The response from the original poster:

And now, a response.....

"This blogger where this story comes from is a perfect example." Those were the words of the person who responded to my email (which was a cut-and-paste of another author's column). The article sent appeared in the Guardian UK website. Greg Palast is not some "blogger" trying to make a name; rather, he is one of the most respected US reporters in the UK, and a regular contributor to the Guardian, BBC newsnight, and the Observer UK.

But I will not waste time defending the author, or his stats. The purpose of the Prof. Long's board is for discussion, and I am glad someone called me out for the posting. But you answered your own question. "If there was any evidence of this, why is it not documented? Why no mainstream media coverage?" That is the point. Why should I have to read UK newspapers just to incite discussion of the voter problems in the US? Why was Keith Olberman (another reporter, not blogger) on MSNBC the only reporter to even discuss OHIO voting problems (evein if it was for 15 minutes)? Where is the outrage? Answer that question and we can have a real discussion.

You wrote this, too. "My point is not that we should believe everything the government and media tells us." But, wait, that's my point. I do not believe the US media because they ignore stories which do not equal ratings, which you correctly spelled out. I like ideas such as Mr. Palast's because it reignites discussion of lond-since-dead topics. You won't find FOX news, CNN, or anyone in-between (get it?) discussing it, and for that, it is worth it to post on Prof. Long's board and discuss.

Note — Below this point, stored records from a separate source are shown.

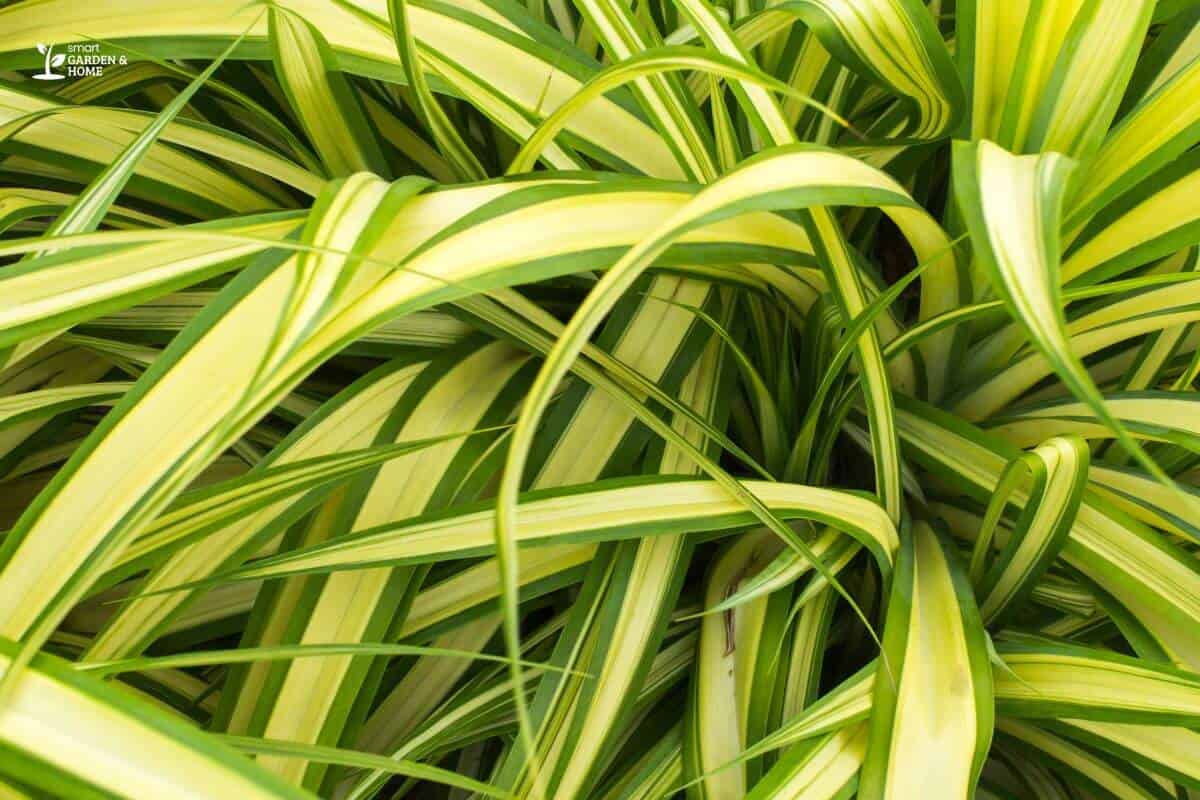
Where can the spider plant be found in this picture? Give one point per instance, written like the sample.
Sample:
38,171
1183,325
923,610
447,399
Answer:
600,400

"But framing this issue as 1- racial, and 2- a matter of Republican criminal behavior serves only partisan political points while obscuring the real issues of poverty, voting technology, and voting uniformity." Those 3 issues are the center of the argument Palast was making; that the technology was manipulated to create voting nonuniformity so as to ignore votes of the poor. How can you say those issues are being ignored? They are finally being discussed. And if Palast's article is my way to open that discussion, than I will continue to post other columns like it.

And as for being partisan, you wrote, in the same article, that we should not believe everything the gov't tells us, but that believing that the gov't may have acted illegally regarding voter fraud is a "bit of a stretch." Is your point that we should trust what the government does, but not believe what they say? If so, that is a great discussion for another day. Post an entire column about that. I would like to read it.

And my final response:

This was the question I was left with-
"Is your point that we should trust what the government does, but not believe what they say?"

I don't think we should either trust or distrust government inherently. We should at all times remain skeptical of government, but skepticism is different than inherent mistrust of our basic institutions of democracy. Does government lie to us? Certainly. Does government make stupid mistakes? It probably makes stupid mistakes a lot more often than it lies to us- witness the 1.4 billion scammed from the government in the Katrina and Rita relief efforts.

If you're of the belief that elections can be stolen by those at the top with impunity, then what real hope do you have for change? Certainly not from the ballot box.

If on the other hand, you believe that we need to improve the way elections are conducted, and that mechanical and other technical problems lead to millions of uncounted votes, then you have a real foundation on which you can base solutions to the problems. There may well be issues of voter fraud, by locally isolated incidents are a far cry from implicating the leaders of our major political parties.

And one final comment on statistics- Palast mentions the 3 million uncounted votes- I'd be curious to know how this compares, percentage-wise, to previous presidential elections.

I suppose my main point is this- absent any real evidence of wrong doing, I'm not going to go on faith that an election was stolen- I'd rather focus my time, and have other people focus their time, on more concrete problems. I for one, am thankful that the U.S. is very different from the Ukraine.